Question

The average length of time required to complete a college achievement test was found to equal 70 minutes with a standard deviation of 12 minutes. When should the test be terminated if you wish to allow sufficient time for \(90 \%\) of the students to complete the test? (Assume that the time required to complete the test is normally distributed.)

Short answer

Answer: The test should be terminated at approximately 86 minutes to allow 90% of the students to complete it.

Step-by-step solution

Identifying the Relevant Information

From the problem, we are given: - Mean test completion time, \(\mu = 70\) minutes - Standard deviation, \(\sigma = 12\) minutes - The time required to complete the test is normally distributed - We want to find the time for 90% of the students to complete the test

Find the z-score corresponding to 90% of the students

Find the z-score that corresponds to 90% of the students completing the test. We can look this up in a standard normal distribution table or use a calculator with normal distribution functions. From a standard normal table or calculator, we find the z-score corresponding to 90% (0.9) is approximately \(1.28\).

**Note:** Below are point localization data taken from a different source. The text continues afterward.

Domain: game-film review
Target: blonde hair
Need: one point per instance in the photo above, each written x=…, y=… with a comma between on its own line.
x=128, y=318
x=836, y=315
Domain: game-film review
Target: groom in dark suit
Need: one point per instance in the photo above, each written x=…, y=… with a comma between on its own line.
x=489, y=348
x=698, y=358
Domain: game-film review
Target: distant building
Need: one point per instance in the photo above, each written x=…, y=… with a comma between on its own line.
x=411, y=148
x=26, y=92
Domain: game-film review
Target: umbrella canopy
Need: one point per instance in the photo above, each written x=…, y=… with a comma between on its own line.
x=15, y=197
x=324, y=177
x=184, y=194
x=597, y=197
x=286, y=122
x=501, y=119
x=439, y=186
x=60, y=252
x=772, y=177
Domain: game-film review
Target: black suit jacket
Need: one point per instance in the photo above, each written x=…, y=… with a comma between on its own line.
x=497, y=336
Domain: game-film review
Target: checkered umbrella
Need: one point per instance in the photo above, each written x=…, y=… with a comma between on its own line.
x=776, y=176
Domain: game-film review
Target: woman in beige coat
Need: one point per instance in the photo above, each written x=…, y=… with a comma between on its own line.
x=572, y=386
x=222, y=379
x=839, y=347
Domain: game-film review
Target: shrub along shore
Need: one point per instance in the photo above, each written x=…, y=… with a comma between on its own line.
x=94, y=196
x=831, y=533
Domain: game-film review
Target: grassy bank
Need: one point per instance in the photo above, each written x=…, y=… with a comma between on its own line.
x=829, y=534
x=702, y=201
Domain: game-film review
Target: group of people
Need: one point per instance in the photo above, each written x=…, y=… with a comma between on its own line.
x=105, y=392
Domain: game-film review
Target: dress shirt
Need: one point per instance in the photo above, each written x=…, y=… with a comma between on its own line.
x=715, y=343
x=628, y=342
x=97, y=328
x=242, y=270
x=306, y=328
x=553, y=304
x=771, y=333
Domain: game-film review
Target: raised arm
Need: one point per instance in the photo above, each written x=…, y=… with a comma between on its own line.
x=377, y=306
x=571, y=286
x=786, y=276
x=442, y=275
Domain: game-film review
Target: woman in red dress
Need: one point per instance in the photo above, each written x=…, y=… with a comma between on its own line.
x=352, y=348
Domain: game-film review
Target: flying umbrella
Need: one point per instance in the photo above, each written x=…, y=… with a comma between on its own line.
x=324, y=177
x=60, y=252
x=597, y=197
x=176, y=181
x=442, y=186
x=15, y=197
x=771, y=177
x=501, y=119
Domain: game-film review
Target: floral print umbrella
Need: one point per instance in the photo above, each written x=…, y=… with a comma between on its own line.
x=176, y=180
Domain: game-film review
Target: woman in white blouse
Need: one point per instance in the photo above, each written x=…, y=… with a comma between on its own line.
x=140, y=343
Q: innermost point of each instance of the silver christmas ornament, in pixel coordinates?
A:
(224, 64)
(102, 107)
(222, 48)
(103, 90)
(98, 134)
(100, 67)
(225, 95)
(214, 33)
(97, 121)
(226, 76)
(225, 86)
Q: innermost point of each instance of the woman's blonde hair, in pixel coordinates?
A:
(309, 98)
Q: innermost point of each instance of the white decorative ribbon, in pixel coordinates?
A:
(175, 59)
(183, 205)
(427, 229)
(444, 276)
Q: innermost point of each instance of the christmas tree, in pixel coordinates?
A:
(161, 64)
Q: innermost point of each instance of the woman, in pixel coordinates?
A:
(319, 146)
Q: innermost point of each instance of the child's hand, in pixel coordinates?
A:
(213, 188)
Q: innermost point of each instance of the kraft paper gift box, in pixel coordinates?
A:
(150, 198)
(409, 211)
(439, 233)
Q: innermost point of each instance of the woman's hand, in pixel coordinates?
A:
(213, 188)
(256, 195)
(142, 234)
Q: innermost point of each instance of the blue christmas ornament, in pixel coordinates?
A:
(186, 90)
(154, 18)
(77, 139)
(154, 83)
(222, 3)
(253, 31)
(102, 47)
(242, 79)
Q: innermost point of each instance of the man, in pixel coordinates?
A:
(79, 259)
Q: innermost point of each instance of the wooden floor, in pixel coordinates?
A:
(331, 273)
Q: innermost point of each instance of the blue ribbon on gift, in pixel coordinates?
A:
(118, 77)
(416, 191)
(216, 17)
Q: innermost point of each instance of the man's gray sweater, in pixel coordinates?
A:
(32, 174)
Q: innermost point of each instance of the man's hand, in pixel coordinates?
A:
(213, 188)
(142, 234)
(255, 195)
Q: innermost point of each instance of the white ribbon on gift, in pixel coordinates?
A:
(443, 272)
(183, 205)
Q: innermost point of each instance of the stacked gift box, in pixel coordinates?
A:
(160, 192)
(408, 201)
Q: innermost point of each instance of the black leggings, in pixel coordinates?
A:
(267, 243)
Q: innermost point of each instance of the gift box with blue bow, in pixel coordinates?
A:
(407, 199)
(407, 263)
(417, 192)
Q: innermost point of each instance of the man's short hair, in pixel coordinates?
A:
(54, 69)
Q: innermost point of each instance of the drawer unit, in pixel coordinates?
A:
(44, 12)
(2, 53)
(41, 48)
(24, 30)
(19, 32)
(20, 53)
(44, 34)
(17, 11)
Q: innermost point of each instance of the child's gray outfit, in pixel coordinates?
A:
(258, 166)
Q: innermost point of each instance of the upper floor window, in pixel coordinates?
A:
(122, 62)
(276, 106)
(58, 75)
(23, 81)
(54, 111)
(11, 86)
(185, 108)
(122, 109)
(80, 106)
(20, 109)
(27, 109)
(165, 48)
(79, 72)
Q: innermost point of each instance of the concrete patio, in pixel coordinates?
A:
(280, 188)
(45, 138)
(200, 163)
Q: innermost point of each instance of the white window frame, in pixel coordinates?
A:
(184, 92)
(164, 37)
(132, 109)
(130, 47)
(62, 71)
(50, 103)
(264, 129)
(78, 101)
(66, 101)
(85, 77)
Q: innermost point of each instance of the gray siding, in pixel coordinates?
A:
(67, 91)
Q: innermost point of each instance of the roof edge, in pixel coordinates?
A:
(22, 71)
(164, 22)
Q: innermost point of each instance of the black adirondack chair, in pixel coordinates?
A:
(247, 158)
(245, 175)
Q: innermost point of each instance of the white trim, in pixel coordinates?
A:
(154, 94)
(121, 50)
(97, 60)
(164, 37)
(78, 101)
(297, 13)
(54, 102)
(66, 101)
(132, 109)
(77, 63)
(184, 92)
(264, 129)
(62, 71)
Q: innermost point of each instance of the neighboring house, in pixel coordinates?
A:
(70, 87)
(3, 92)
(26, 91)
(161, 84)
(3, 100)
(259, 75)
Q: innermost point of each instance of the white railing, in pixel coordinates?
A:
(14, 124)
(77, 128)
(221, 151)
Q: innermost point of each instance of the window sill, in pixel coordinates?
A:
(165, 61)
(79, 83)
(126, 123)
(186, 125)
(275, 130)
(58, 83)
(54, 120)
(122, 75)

Use the z-score formula to find the test completion time

We can use the z-score formula, which relates a value from a normal distribution to its corresponding z-score: \(z = \frac{x - \mu}{\sigma}\) We can rearrange the formula to solve for the test completion time, \(x\): \(x = \mu + z\sigma\) Plugging in the values we know: \(x = 70 + 1.28(12)\)

Calculate the test completion time for 90% of the students

Now, compute the approximate completion time for 90% of the students: \(x \approx 70 + 1.28(12) \approx 70 + 15.36 = 85.36\)

Interpret the results

The test should be terminated at approximately 85.36 minutes to allow 90% of the students to complete the test. It is common to round up this value for practical purposes, so we can say the test should be terminated at 86 minutes.

Key concepts

Understanding Z-Score

When dealing with the normal distribution, a useful measure called the z-score helps determine how far a specific data point is from the mean. Basically, it's a numerical representation that tells you how many standard deviations a particular value is away from the mean of a dataset.
To calculate a z-score, use the formula:

• \( z = \frac{x - \mu}{\sigma} \)

Where:

• \( x \) represents the data point you're analyzing.
• \( \mu \) is the mean of the dataset.
• \( \sigma \) is the standard deviation of the dataset.

A positive z-score indicates the data point is above the mean, while a negative one signifies it is below the mean. This measure allows us to use standardized tables or calculators to find probabilities and percentages associated with a certain value in a normal distribution.
For example, in our exercise, we calculated a z-score of approximately 1.28, indicating that the required test time is 1.28 standard deviations above the mean, making it possible to predict that 90% of students will complete the test within that timeframe.

Decoding Standard Deviation

Standard deviation is a key concept in statistics, often used to describe the amount of variation or dispersion in a set of values. It effectively measures how spread out the data points are from the mean.
The formula for standard deviation, \( \sigma \), involves a series of steps:

• Calculating the mean (average) of the dataset.
• Subtracting the mean from each data point to find the deviations.
• Squaring each deviation to make all values positive.
• Finding the average of these squared deviations.
• Taking the square root of this average to obtain the standard deviation.

In our exercise, the standard deviation was provided as 12 minutes, indicating the typical deviation from the average test completion time of 70 minutes. A smaller standard deviation would suggest that most students finish close to this mean time, whereas a larger one would indicate a broader spread of completion times across students.

Grasping the Mean

The mean, often known as the average, is one of the most commonly used measures in statistics to summarize a set of data. It provides a central value around which the data clusters. To calculate the mean, you sum up all the data points in a set and then divide this total by the number of data points.

• If you have a set of numbers: \( x_1, x_2, \ldots, x_n \)
• The mean \( \mu \) can be calculated using:
• \( \mu = \frac{x_1 + x_2 + \cdots + x_n}{n} \)

In the context of our exercise, the mean test completion time was found to be 70 minutes. This figure tells us that on average, most students finish the achievement test within this timeframe. Understanding the mean helps gauge overall performance and set realistic time limits for events such as exams based on average completion rates.